Because more than 70 percent of all the world’s currently produced lithium is used in batteries of all kinds, it makes sense to try and reduce our consumption in this area. In fact, many Li-ion cells are being used in installations where their relatively low weight, compact size, and high-power discharge bring very small benefits or no benefits at all. Particularly in storage systems compensating for the uneven production of renewable sources of energy, the demand for lithium batteries grows just as rapidly as in the case of electric car batteries.
But while an electric vehicle absolutely needs lithium for now, storage systems could use other means. Lithium-ion cells must always have some kind of protection against overcharging and undercharging, and they only work correctly in a very narrow temperature range. This means they require a battery management system (BMS), a heating, ventilation, and air conditioning system (HVAC), as well as a fire suppression system (FSS), which makes them more costly. This is in addition to the fact that the Li-ion battery itself is more expensive; compared to a nickel-cadmium cell, the lithium-ion cell even without electronics and additional equipment costs tens of percent more.
Ni-Cd cells are designed to operate between -40°C and +70°C, and their maintenance requirements are quite minimal if they operate under standard operating conditions with the manufacturer’s recommended guidelines. They are also much easier to transport safely than Li-ion cells. But there are many factors that need to be considered when deciding whether a Ni-Cd cell is a better option than Li-ion in any particular situation, such as the required voltage and current and how frequently and how quickly the batteries will be discharged and recharged. For instance, regional small photovoltaic installations require a battery of low voltage but very high capacities. For this purpose, Li-ion based energy storage systems are not optimal as they typically work in a high voltage, low-capacity configuration due to the cell paralleling the limitation of BMS and Master BMS controls.
Today, Ni-Cd energy storage systems are commonly used in the small-scale generation of energy from renewable sources and are increasingly often deployed also in mid-size power plants, where the average solar irradiation period or the charging period is about 6 to 8 hours low-medium rate charging.
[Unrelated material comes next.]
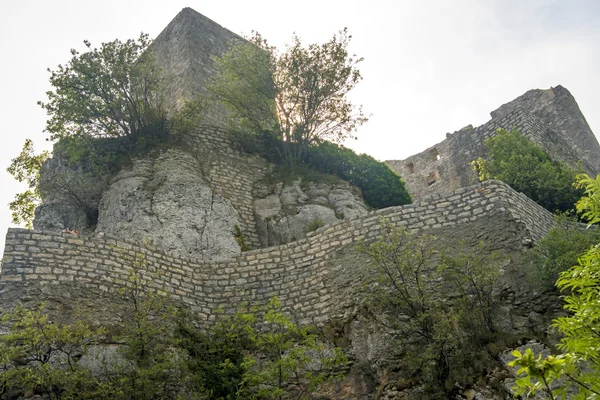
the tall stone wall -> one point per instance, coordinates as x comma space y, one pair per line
315, 278
445, 167
559, 111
This is typically the case for applications like peak-shaving, load-shifting, emergency black-start or UPS mode operation during brown-out in critical process plants. While they can’t really replace Li-ion cells in vehicles or small electronics, in many other areas of application the Ni-Cd cell may be, somewhat surprisingly, the future.
Are we running out of nickel?
The supply of nickel that can be currently mined is also depleting while production is higher than ever. According to the US Geological Survey, nickel production reached almost 2.5 million tons in 2020 and 3.24 million tons in 2022.
Alongside the demand, the price of nickel is also on the rise – which is in part also driven by electric vehicles since the cathodes of most types of Li-ion cells are made of nickel. In fact, about ten percent of the world’s production of nickel is used to make batteries for electric cars, in particular the nickel-cobalt-aluminium type.
Thankfully, the availability of nickel is not nearly as problematic as that of lithium. The reason is that nickel is very easy to recycle. For example, the nickel and cadmium in GAZ cells can be recycled from 99.995 percent.
Compare this to Li-ion cells, of which less than one percent is currently recycled in the EU and USA, according to a recent study by Indian scientists. The reasons are mainly the rapidly developing technology of Li-ion cells, the high cost of transporting used cells, and insufficient public regulation.